16-726 Assignment 5 - GAN Photo Editing

Canbo Ye (canboy)

Overview

In this assignment, I will implement a few different techniques that could manipulate images on the manifold of natural images. First, we will invert a pre-trained generator to find a latent variable that closely reconstructs the given real image. In the second part of the assignment, we will take a hand-drawn sketch and generate an image that fits the sketch accordingly. In the end, we will also add a style loss as the texture constraint.


Part 1: Inverting the Generator

For the first part of the assignment, we will solve an optimization problem to reconstruct the image from a particular latent code. Some example outputs using different generative models, latent space or combinations of the losses are shown as follows.

VanillaGAN

Using z latent space:

Raw image (left); Reconstructed image without perception loss (center); Reconstructed image with perception loss (right)

We could see from the results that the reconstructed images look nice and similiar to the raw image. The one with perception loss does better in details like the eye area. However, both reconstructed images are a little bit blurry and it might because we could choose a better generator.

StyleGAN

Using z latent space:

Raw image (left); Reconstructed image without perception loss (center); Reconstructed image with perception loss (right)

Using w latent space:
Raw image (left); Reconstructed image without perception loss (center); Reconstructed image with perception loss (right)

Using w+ latent space:
Raw image (left); Reconstructed image without perception loss (center); Reconstructed image with perception loss (right)

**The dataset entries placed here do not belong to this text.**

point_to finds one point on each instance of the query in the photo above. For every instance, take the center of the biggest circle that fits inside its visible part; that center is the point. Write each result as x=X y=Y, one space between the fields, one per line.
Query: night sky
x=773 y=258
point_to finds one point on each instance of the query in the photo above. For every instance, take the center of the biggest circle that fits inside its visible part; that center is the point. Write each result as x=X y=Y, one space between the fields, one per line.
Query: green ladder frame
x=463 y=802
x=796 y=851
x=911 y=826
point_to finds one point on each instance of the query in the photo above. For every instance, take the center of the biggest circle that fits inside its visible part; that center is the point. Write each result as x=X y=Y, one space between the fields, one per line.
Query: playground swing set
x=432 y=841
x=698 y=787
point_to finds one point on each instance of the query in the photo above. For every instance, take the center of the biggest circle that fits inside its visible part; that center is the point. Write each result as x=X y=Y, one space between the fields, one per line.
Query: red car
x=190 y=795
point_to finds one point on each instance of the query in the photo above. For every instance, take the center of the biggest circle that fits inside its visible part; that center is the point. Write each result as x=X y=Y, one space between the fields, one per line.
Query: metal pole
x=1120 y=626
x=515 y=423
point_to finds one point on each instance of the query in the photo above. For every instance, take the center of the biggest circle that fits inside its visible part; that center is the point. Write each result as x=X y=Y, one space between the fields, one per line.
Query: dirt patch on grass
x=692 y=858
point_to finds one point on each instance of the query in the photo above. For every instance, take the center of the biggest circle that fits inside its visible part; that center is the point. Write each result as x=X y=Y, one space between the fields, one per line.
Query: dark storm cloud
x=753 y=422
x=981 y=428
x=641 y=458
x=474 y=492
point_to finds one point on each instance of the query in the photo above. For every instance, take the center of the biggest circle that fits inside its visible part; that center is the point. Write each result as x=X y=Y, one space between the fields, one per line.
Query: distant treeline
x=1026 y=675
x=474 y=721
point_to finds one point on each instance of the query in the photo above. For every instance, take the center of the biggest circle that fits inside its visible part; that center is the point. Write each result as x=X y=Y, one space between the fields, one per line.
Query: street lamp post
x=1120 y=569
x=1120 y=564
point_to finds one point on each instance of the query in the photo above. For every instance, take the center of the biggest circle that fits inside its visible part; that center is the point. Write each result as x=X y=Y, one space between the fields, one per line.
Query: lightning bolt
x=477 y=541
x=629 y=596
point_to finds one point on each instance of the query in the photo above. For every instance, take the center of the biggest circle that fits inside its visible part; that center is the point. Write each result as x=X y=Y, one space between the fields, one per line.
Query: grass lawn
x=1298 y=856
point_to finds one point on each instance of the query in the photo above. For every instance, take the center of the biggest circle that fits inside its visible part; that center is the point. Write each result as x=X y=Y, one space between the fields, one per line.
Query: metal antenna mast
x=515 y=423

We could see from the results above that all the reconstructed images look nice and similiar to the raw image. There are some minor differences when using different latent spaces and losses. For each latent space, the ones with perception loss does better in details like the jaw or eye area but the effect is very subtle. Among the three latent spaces, the w and w+ space have smoother colorization than the z space. Comparing to the former results from VanillaGAN, the results here have a much higher image quality.


Part 2: Interpolate your Cats

Now that we have a technique for inverting the cat images, we can do arithmetic with the latent vectors we have just found. One simple example is interpolating through images via a convex combination of their inverses.

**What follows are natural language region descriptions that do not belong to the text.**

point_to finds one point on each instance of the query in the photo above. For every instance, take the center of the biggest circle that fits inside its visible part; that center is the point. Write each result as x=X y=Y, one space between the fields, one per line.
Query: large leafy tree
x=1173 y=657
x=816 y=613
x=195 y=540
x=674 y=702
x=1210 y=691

Some interpolation results between grumpy cats

Since the reconstruction is better with perception loss, we will keep this loss in the following questions.

Source image on the left and target image on the right; Interpolation result from VanillaGAN with z latent space

Interpolation results from StyleGAN with z (left), w (center) and w+ (right) latent space
When comparing the results from VanillaGAN and StyleGAN, we could see that the latter one has better image quality, which is resulted from the performance of the generator. Among the three latent spaces from the StyleGAN's results, we could find that the one from z space has some strange (green) colorization during the interpolation, while the ones from w/w+ space could mostly follow the target image.
For the interpolation visualization, we could see that all the results will adjust the face details and direction in a pretty smooth manner, but change the outside color (from white to brown here) in a coarse and rapid way.


Part 3: Scribble to Image

Next, we would like to constrain our image in some way while having it look realistic. We will initially develop this method in general and then talk about color scribble constraints in particular. We will use w latent space and use L2 loss and perception loss with mask.

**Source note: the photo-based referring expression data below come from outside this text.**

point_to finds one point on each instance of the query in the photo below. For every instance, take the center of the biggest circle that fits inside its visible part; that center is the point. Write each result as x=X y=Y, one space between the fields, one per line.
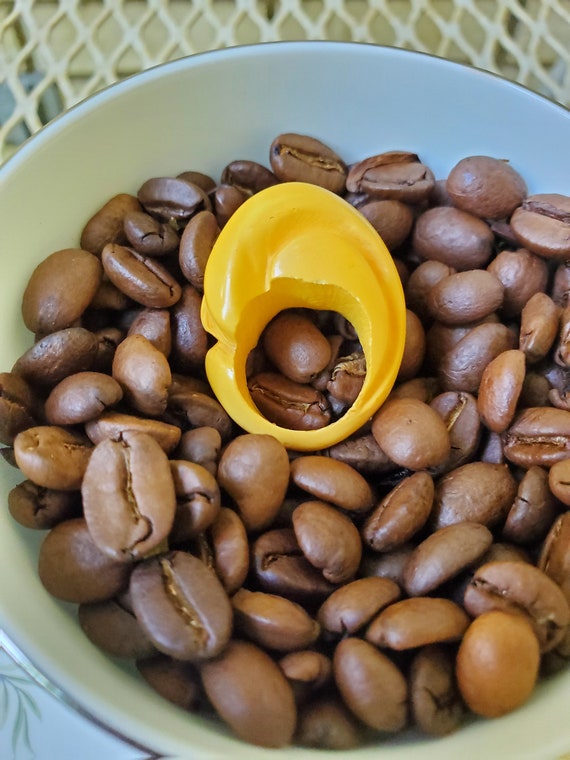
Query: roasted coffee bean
x=328 y=539
x=500 y=388
x=538 y=436
x=396 y=175
x=453 y=237
x=497 y=663
x=332 y=481
x=129 y=498
x=114 y=425
x=479 y=492
x=522 y=274
x=58 y=355
x=520 y=588
x=81 y=397
x=139 y=277
x=149 y=236
x=248 y=176
x=400 y=514
x=486 y=186
x=171 y=198
x=196 y=243
x=541 y=223
x=250 y=693
x=288 y=404
x=443 y=555
x=273 y=622
x=18 y=407
x=280 y=567
x=175 y=680
x=254 y=471
x=59 y=290
x=411 y=433
x=114 y=629
x=295 y=157
x=371 y=685
x=348 y=609
x=435 y=702
x=107 y=224
x=181 y=606
x=296 y=346
x=42 y=508
x=72 y=568
x=52 y=456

Some scribble to image results

Raw scribbles and their results


We could see that the some generated images are very realistic (1-1, 3-1, 3-2) while some others are more blurry or strange. We find that sparser sketches tend to perform better than the denser ones, which is because it poses less color constrains to the generated images. Some generated images are blur (1-2, 2-2, 2-3), which might need more iterations of optimization. One option here is to add regularization to the latent space so that it could stay close to the original distribution.

Bells & Whistles

I tried to add a style loss as an additional texture constraint.

Raw scribble (left); result without style loss (center); result with style loss (right)

We could see that the one with style loss does better in the texture details and overall colorization, making it more realistic.